Dans ces conditions, le salarié pouvait agir jusqu’au 17 juin 2015.

Or, il a saisi le conseil de prud’hommes le 17 mars 2014. Il n’était donc pas forclos en son action.

Ainsi que cela a été rappelé précédemment, l’employeur doit procéder à la déclaration de l’accident du travail subi par un salarié auprès de la CPAM dans un délai de 48 heures après qu’il a été informé de l’accident.

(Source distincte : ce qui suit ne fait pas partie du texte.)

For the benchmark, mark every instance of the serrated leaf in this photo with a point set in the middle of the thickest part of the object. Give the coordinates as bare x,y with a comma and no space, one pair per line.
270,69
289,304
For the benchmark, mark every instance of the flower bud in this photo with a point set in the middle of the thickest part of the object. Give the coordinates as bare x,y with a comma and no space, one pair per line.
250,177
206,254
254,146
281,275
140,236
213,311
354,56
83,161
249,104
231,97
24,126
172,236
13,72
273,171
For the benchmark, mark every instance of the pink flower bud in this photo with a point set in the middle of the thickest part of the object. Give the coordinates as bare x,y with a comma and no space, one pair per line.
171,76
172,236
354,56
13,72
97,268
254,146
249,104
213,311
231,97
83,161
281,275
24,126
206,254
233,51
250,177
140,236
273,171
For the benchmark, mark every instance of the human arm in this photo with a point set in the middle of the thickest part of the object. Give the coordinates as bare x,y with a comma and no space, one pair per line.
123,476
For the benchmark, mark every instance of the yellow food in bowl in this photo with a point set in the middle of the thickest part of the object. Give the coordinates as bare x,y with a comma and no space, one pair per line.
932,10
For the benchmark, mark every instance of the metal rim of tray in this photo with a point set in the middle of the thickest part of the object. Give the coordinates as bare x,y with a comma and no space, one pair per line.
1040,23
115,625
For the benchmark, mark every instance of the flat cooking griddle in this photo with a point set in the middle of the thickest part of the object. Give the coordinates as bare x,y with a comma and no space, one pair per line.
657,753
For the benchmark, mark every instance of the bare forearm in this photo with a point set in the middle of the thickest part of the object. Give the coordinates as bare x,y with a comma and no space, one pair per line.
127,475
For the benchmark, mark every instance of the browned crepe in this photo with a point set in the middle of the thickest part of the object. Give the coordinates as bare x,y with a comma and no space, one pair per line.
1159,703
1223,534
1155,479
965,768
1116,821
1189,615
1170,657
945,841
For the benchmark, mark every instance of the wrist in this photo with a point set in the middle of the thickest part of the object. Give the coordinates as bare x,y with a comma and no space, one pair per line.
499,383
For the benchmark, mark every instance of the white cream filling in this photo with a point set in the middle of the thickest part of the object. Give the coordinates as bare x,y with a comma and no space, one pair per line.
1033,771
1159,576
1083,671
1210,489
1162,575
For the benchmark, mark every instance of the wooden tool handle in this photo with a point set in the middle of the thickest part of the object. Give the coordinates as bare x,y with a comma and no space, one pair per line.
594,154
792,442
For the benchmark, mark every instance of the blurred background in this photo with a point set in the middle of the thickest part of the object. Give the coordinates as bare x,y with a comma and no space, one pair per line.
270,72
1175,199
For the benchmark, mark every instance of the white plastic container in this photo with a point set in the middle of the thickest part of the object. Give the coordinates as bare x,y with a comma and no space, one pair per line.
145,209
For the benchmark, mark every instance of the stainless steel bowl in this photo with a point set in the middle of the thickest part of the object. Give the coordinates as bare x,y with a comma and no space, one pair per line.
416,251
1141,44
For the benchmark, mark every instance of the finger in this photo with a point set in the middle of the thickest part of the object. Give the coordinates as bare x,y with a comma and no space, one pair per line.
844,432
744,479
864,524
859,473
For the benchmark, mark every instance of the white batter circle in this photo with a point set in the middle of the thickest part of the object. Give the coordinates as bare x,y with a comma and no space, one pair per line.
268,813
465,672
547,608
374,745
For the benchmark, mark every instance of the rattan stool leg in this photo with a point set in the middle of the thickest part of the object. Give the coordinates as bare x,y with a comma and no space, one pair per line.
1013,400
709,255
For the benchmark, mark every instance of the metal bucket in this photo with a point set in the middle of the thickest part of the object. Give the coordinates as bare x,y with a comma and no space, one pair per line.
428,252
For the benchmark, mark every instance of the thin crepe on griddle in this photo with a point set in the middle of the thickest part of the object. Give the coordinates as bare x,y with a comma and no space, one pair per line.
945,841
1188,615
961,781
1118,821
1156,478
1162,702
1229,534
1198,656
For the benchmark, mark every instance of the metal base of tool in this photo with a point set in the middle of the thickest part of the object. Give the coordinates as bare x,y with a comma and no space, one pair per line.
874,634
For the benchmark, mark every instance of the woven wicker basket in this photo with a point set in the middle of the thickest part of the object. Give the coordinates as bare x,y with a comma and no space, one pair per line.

En cas de défaillance de l’employeur, le salarié peut procéder lui-même à cette déclaration dans le délai de prescription de deux années.

Dans le cas présent, M. X n’a pas lui-même procédé à cette déclaration dans ledit délai.

Bien qu’il ait ainsi par sa négligence lui même contribué à son dommage, la cour relève que la carence de l’employeur à qui il incombait au premier chef de procéder à la dite déclaration est à l’origine d’une perte de chance pour le salarié d’obtenir l’indemnisation de son préjudice en application des dispositions spécifiques en matière de l’accident de travail.

Les premiers juges ont procédé à une juste évaluation de ce préjudice résultant de la perte de chance de bénéficier d’une telle indemnisation.

Le jugement sera confirmé sur ce point.

Sur le moyen tiré de la prescription de l’action en réparation du dommage en lien avec le non respect par l’employeur de l’obligation de sécurité de résultat

Le salarié demande réparation du préjudice résultant du non respect par l’employeur de son obligation de sécurité de résultat faisant le constat qu’il a subi un accident de travail.

Dans le cas d’espèce, sous couvert d’une action en responsabilité contre l’employeur pour manquement à son obligation de sécurité, le salarié demande en réalité la réparation d’un préjudice né de l’accident du travail dont il avait été victime relevant de la compétence exclusive du tribunal des affaires de la sécurité sociale devant être saisi dans le délai de deux années à compter de l’accident.

Si la cour d’appel qui a plénitude de juridiction dès lors qu’elle est tout à la fois juridiction d’appel du conseil de prud’hommes et du Tass pourrait connaître de la demande, il apparaît M. X est forclos en sa demande dès lors que le point de départ pour saisir le TASS pour connaître de cette demande est la date de la survenance de l’accident .

Sur les demandes au titre de l’article 37 de la loi du 10 juillet 1991 et au titre de l’article 700 du code de procédure civile

Le jugement ayant alloué au salarié une indemnité de 800 euros au titre de l’article 700 du code de procédure sera confirmé, mais des raisons tenant à l’équité commandent de débouter le conseil de M. X comme M. X des demandes formulées pour les frais exposés devant la cour d’appel.

PAR CES MOTIFS

LA COUR,

Statuant par un arrêt réputé contradictoire, mis à disposition au greffe,

Confirme le jugement déféré en toutes ses dispositions,

Déclare M. X forclos en sa demande de dommages et intérêts en réparation du dommage en lien avec le non respect par l’employeur de l’obligation de sécurité de résultat,

Déboute M. X et son conseil des demandes formulées au titre de l’article 37 de la loi du 10 juillet 1991 et au titre de l’article 700 du code de procédure civile ;

Condamne M. X aux dépens qui seront recouvrés conformément aux règles applicables en matière d’aide juridictionnelle.